I love America, but I wish I could enlighten her fathomless ignorance. Still sitting on a preponderance of the world’s wealth, legacy of two centuries of genocide and slavery, America pretends to fulfill the totality of its citizens’ needs by promising us “freedom” and supplying us with the latest expensive technological gadgets like social media. It uses targeted advertising to elicit—or create—the totality of our deepest desires, dreams and opinions, in all their diversity, and to satisfy and disseminate them with marketing expertise. It demands loyalty to its core values in exchange, values which it honors with reverent lip-service, like everybody else. So I guess that makes us totalitarians—like everybody else.

And “exclusionary” to boot. United we stand against the enemies of democracy, the one true religion, soldiers in the cause of universal salvation: the reduction of every facet of human experience and natural existence to commercial exploitation.

With the help of Amazon, Facebook and Google—facilitators of our dreams and maestros of artificial intelligence—America calls the shots on the world stage. Immigration has always been a vital cog in her wheel. Migrants come, wave after wave, astraddle on the dolphins’ mire and blood, from struggling countries well-stocked like Amazon fulfillment centers with low-wage labor. They are at the disposal of American capitalism, which seems to cultivate foreign poverty like U.S. agribusiness cultivates El Salvadoran bananas.

Liberal: sworn to hard-fought principles of freedom.

Generous: from the Latin word generosus, meaning high-born, high-minded.

When did these words come to denote the cynical indulgence a master—enslaved by his own lavishness—uses to pacify his slave? Technology exudes prodigality as its chief poison. Talk about the banality of evil! The toy-store banality of the sleek new products on display at a tech expo positively glistens with evil possibilities, regardless of any of the military or surveillance uses to which these beaming novelties can be put. Technology polices and surveils, so as to better serve. It arrogates to itself the sum of human aspirations. As for migration, a much-used term in cybernetics, it means to move data or software from one location to another, so as to maximize efficiency and distribute resources evenly. Everyone profits in the shuffle. As far as business is concerned, we all know that the name of the future is mobility and fluidity. Mobilismo (to coin a new word). Futurismo.

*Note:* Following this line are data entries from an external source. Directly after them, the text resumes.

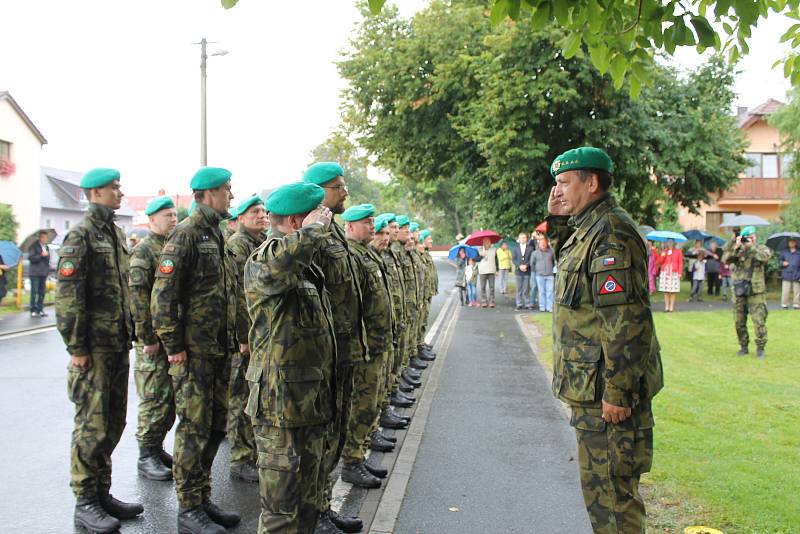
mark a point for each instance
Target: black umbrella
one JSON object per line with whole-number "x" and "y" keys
{"x": 780, "y": 240}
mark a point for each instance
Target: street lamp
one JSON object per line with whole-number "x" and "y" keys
{"x": 203, "y": 132}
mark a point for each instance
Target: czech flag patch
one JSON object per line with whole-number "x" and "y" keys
{"x": 611, "y": 286}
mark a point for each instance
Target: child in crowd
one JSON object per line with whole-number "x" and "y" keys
{"x": 471, "y": 275}
{"x": 698, "y": 276}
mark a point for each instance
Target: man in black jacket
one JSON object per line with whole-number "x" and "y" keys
{"x": 39, "y": 258}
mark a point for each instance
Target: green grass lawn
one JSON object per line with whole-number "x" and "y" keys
{"x": 727, "y": 440}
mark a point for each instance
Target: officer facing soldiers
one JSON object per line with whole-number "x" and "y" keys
{"x": 153, "y": 384}
{"x": 368, "y": 376}
{"x": 607, "y": 363}
{"x": 748, "y": 260}
{"x": 252, "y": 219}
{"x": 93, "y": 318}
{"x": 344, "y": 287}
{"x": 292, "y": 370}
{"x": 194, "y": 314}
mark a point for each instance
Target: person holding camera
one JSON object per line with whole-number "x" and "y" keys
{"x": 748, "y": 261}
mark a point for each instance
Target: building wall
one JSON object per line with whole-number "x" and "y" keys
{"x": 21, "y": 190}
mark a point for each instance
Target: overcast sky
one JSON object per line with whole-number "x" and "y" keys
{"x": 116, "y": 83}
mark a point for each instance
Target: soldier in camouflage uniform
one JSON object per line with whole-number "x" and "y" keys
{"x": 292, "y": 372}
{"x": 93, "y": 318}
{"x": 748, "y": 260}
{"x": 344, "y": 286}
{"x": 252, "y": 223}
{"x": 153, "y": 384}
{"x": 606, "y": 358}
{"x": 369, "y": 377}
{"x": 194, "y": 307}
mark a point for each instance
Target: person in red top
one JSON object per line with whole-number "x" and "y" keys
{"x": 670, "y": 267}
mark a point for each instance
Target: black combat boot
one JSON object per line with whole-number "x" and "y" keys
{"x": 151, "y": 466}
{"x": 91, "y": 516}
{"x": 358, "y": 475}
{"x": 119, "y": 509}
{"x": 196, "y": 521}
{"x": 226, "y": 518}
{"x": 246, "y": 471}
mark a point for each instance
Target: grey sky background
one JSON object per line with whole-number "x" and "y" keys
{"x": 116, "y": 83}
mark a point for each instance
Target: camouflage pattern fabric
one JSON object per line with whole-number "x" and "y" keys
{"x": 150, "y": 372}
{"x": 292, "y": 374}
{"x": 100, "y": 395}
{"x": 291, "y": 477}
{"x": 201, "y": 401}
{"x": 605, "y": 349}
{"x": 240, "y": 428}
{"x": 194, "y": 309}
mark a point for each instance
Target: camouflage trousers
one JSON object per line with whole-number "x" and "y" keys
{"x": 368, "y": 387}
{"x": 156, "y": 399}
{"x": 100, "y": 395}
{"x": 756, "y": 307}
{"x": 611, "y": 459}
{"x": 291, "y": 477}
{"x": 240, "y": 428}
{"x": 201, "y": 402}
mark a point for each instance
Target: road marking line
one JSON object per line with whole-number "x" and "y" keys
{"x": 392, "y": 499}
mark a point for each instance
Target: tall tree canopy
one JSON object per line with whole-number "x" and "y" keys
{"x": 469, "y": 116}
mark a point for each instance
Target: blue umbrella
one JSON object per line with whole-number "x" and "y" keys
{"x": 10, "y": 253}
{"x": 663, "y": 235}
{"x": 471, "y": 252}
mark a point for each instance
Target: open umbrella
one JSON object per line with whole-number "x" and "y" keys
{"x": 476, "y": 238}
{"x": 10, "y": 253}
{"x": 777, "y": 241}
{"x": 471, "y": 252}
{"x": 744, "y": 220}
{"x": 34, "y": 237}
{"x": 663, "y": 235}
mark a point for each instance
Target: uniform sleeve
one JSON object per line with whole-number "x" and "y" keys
{"x": 165, "y": 300}
{"x": 142, "y": 272}
{"x": 71, "y": 316}
{"x": 618, "y": 272}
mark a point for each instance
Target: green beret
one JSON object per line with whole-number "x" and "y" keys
{"x": 356, "y": 213}
{"x": 99, "y": 178}
{"x": 322, "y": 172}
{"x": 246, "y": 204}
{"x": 209, "y": 178}
{"x": 294, "y": 199}
{"x": 747, "y": 230}
{"x": 158, "y": 204}
{"x": 586, "y": 157}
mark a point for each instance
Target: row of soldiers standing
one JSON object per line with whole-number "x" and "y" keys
{"x": 295, "y": 343}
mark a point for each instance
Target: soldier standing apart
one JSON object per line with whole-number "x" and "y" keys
{"x": 151, "y": 370}
{"x": 252, "y": 219}
{"x": 292, "y": 370}
{"x": 92, "y": 315}
{"x": 194, "y": 314}
{"x": 369, "y": 376}
{"x": 344, "y": 286}
{"x": 607, "y": 363}
{"x": 748, "y": 261}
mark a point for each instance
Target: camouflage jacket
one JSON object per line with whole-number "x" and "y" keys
{"x": 144, "y": 262}
{"x": 743, "y": 260}
{"x": 604, "y": 339}
{"x": 92, "y": 299}
{"x": 242, "y": 244}
{"x": 342, "y": 282}
{"x": 376, "y": 298}
{"x": 292, "y": 368}
{"x": 394, "y": 276}
{"x": 194, "y": 295}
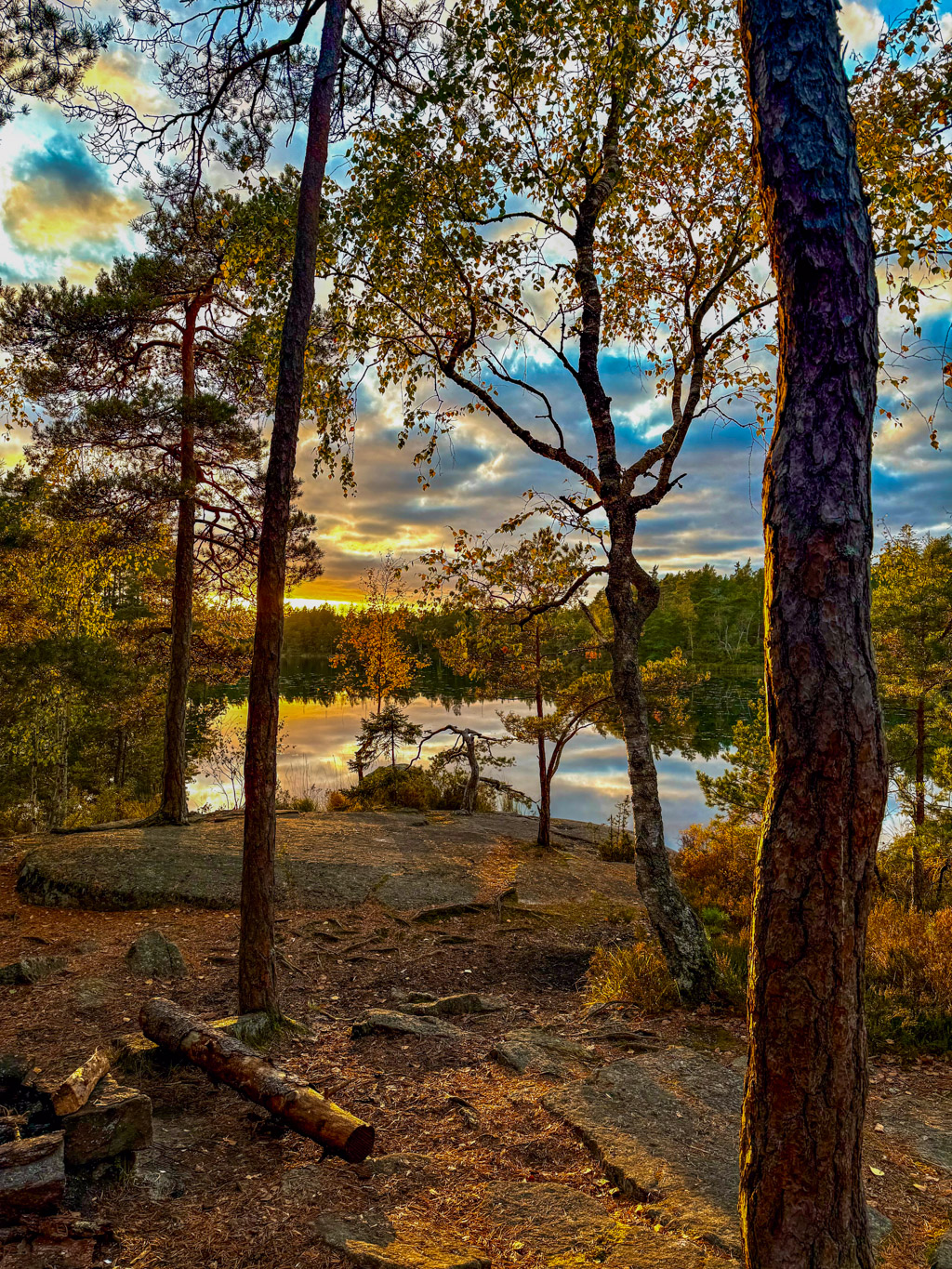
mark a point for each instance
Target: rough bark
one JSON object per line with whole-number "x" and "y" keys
{"x": 681, "y": 934}
{"x": 173, "y": 807}
{"x": 919, "y": 817}
{"x": 472, "y": 785}
{"x": 284, "y": 1095}
{"x": 545, "y": 788}
{"x": 802, "y": 1202}
{"x": 258, "y": 987}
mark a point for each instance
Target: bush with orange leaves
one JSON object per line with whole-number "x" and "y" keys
{"x": 909, "y": 955}
{"x": 715, "y": 866}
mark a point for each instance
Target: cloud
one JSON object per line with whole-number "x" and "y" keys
{"x": 61, "y": 209}
{"x": 861, "y": 25}
{"x": 125, "y": 75}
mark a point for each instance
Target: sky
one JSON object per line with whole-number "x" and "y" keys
{"x": 65, "y": 215}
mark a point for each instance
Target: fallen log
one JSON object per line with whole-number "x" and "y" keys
{"x": 285, "y": 1095}
{"x": 77, "y": 1088}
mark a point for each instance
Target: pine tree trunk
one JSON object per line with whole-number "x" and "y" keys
{"x": 258, "y": 987}
{"x": 919, "y": 817}
{"x": 680, "y": 932}
{"x": 802, "y": 1202}
{"x": 173, "y": 806}
{"x": 545, "y": 796}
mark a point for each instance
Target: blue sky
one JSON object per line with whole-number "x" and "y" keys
{"x": 63, "y": 215}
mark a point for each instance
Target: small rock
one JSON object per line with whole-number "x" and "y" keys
{"x": 162, "y": 1183}
{"x": 414, "y": 1167}
{"x": 31, "y": 969}
{"x": 91, "y": 994}
{"x": 152, "y": 956}
{"x": 538, "y": 1051}
{"x": 115, "y": 1120}
{"x": 305, "y": 1184}
{"x": 452, "y": 1007}
{"x": 368, "y": 1238}
{"x": 443, "y": 911}
{"x": 391, "y": 1022}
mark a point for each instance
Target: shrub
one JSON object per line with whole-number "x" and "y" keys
{"x": 909, "y": 977}
{"x": 638, "y": 975}
{"x": 715, "y": 866}
{"x": 393, "y": 786}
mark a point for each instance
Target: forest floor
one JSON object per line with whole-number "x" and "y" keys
{"x": 475, "y": 1161}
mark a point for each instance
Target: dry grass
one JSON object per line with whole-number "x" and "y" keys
{"x": 636, "y": 975}
{"x": 910, "y": 953}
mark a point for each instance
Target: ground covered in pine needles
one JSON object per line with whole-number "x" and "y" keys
{"x": 225, "y": 1188}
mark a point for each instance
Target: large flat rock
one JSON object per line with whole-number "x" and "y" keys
{"x": 926, "y": 1126}
{"x": 666, "y": 1127}
{"x": 406, "y": 862}
{"x": 368, "y": 1238}
{"x": 567, "y": 1227}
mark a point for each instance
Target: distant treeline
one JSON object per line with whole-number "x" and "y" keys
{"x": 715, "y": 619}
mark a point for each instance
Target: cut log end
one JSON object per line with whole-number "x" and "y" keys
{"x": 358, "y": 1144}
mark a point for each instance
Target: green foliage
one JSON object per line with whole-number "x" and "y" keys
{"x": 372, "y": 654}
{"x": 742, "y": 791}
{"x": 381, "y": 735}
{"x": 615, "y": 843}
{"x": 46, "y": 49}
{"x": 716, "y": 619}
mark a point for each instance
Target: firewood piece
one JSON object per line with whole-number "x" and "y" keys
{"x": 77, "y": 1088}
{"x": 32, "y": 1175}
{"x": 114, "y": 1122}
{"x": 231, "y": 1063}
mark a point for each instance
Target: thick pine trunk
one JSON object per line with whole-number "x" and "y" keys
{"x": 802, "y": 1200}
{"x": 173, "y": 807}
{"x": 258, "y": 987}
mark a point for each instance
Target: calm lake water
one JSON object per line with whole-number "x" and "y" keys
{"x": 319, "y": 729}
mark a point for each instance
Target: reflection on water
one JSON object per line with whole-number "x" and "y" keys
{"x": 320, "y": 723}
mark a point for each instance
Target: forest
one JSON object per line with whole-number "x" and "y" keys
{"x": 476, "y": 627}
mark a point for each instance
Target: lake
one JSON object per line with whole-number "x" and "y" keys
{"x": 319, "y": 726}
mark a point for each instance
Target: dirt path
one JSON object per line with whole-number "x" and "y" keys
{"x": 476, "y": 1163}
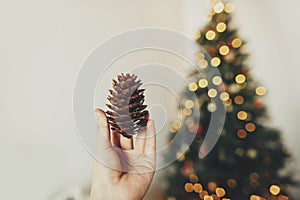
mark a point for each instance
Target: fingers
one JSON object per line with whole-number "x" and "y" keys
{"x": 126, "y": 143}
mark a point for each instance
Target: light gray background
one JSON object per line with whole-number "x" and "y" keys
{"x": 43, "y": 43}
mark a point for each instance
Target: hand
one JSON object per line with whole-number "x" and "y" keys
{"x": 124, "y": 171}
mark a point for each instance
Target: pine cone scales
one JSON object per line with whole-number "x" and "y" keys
{"x": 127, "y": 114}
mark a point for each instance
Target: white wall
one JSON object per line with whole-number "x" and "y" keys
{"x": 43, "y": 44}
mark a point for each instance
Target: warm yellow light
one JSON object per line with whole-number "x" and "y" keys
{"x": 254, "y": 197}
{"x": 193, "y": 178}
{"x": 203, "y": 83}
{"x": 242, "y": 134}
{"x": 212, "y": 93}
{"x": 193, "y": 87}
{"x": 202, "y": 194}
{"x": 180, "y": 156}
{"x": 200, "y": 56}
{"x": 224, "y": 50}
{"x": 260, "y": 91}
{"x": 220, "y": 192}
{"x": 189, "y": 187}
{"x": 203, "y": 64}
{"x": 215, "y": 62}
{"x": 198, "y": 187}
{"x": 239, "y": 100}
{"x": 229, "y": 7}
{"x": 240, "y": 78}
{"x": 281, "y": 197}
{"x": 210, "y": 35}
{"x": 221, "y": 27}
{"x": 197, "y": 35}
{"x": 211, "y": 107}
{"x": 275, "y": 190}
{"x": 189, "y": 104}
{"x": 219, "y": 7}
{"x": 228, "y": 103}
{"x": 224, "y": 96}
{"x": 207, "y": 197}
{"x": 216, "y": 80}
{"x": 242, "y": 115}
{"x": 250, "y": 127}
{"x": 236, "y": 43}
{"x": 187, "y": 111}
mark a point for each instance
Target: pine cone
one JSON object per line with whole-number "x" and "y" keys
{"x": 127, "y": 113}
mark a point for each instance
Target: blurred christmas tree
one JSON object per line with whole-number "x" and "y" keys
{"x": 246, "y": 162}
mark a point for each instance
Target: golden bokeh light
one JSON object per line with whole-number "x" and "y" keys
{"x": 202, "y": 194}
{"x": 224, "y": 96}
{"x": 193, "y": 87}
{"x": 260, "y": 91}
{"x": 180, "y": 156}
{"x": 219, "y": 7}
{"x": 274, "y": 189}
{"x": 203, "y": 64}
{"x": 241, "y": 133}
{"x": 215, "y": 62}
{"x": 197, "y": 35}
{"x": 221, "y": 27}
{"x": 240, "y": 78}
{"x": 250, "y": 127}
{"x": 189, "y": 187}
{"x": 239, "y": 100}
{"x": 198, "y": 187}
{"x": 242, "y": 115}
{"x": 212, "y": 93}
{"x": 220, "y": 192}
{"x": 216, "y": 80}
{"x": 203, "y": 83}
{"x": 229, "y": 7}
{"x": 210, "y": 35}
{"x": 189, "y": 104}
{"x": 254, "y": 197}
{"x": 193, "y": 178}
{"x": 224, "y": 50}
{"x": 228, "y": 103}
{"x": 236, "y": 43}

(Futurism. Marinetti. Boccioni. Lest we forget the paramount importance of art in the creation of any national-scale criminal enterprise, I want to stress that all politics is a product of the creative imagination. Count Lincoln Center as a major factor in our global expansion.)

Lords once spacious in the possession of dirt, now rich in intellectual property, we skim above the treetops in a dream of weightlessness like Marvel franchises on crystal meth, slaying populist dragons with the obscene versatility of our facts.

(And stop harping on Russia and its stiff-necked strongman, the ice hockey-adept Vladimir Putin, that nettle in the West's sneaker. Swallowed up by this web of totalities, all the fir trees in the Siberian forest are destined one day to become either oriented strand board or display specimens in a nature theme park. Let us hope Russian backwardness spares them a while longer.)

How fast is your processor? Everything is fluid, blurred by motion. Whatever has the solidity and composure to stand still is left behind in the rush (Rausch, intoxication) and is resolved into its constituent metallic ores like a quarried mountain in order to make a smart phone. (At least our phones are smart.) As Martin Heidegger said, only a god can save us.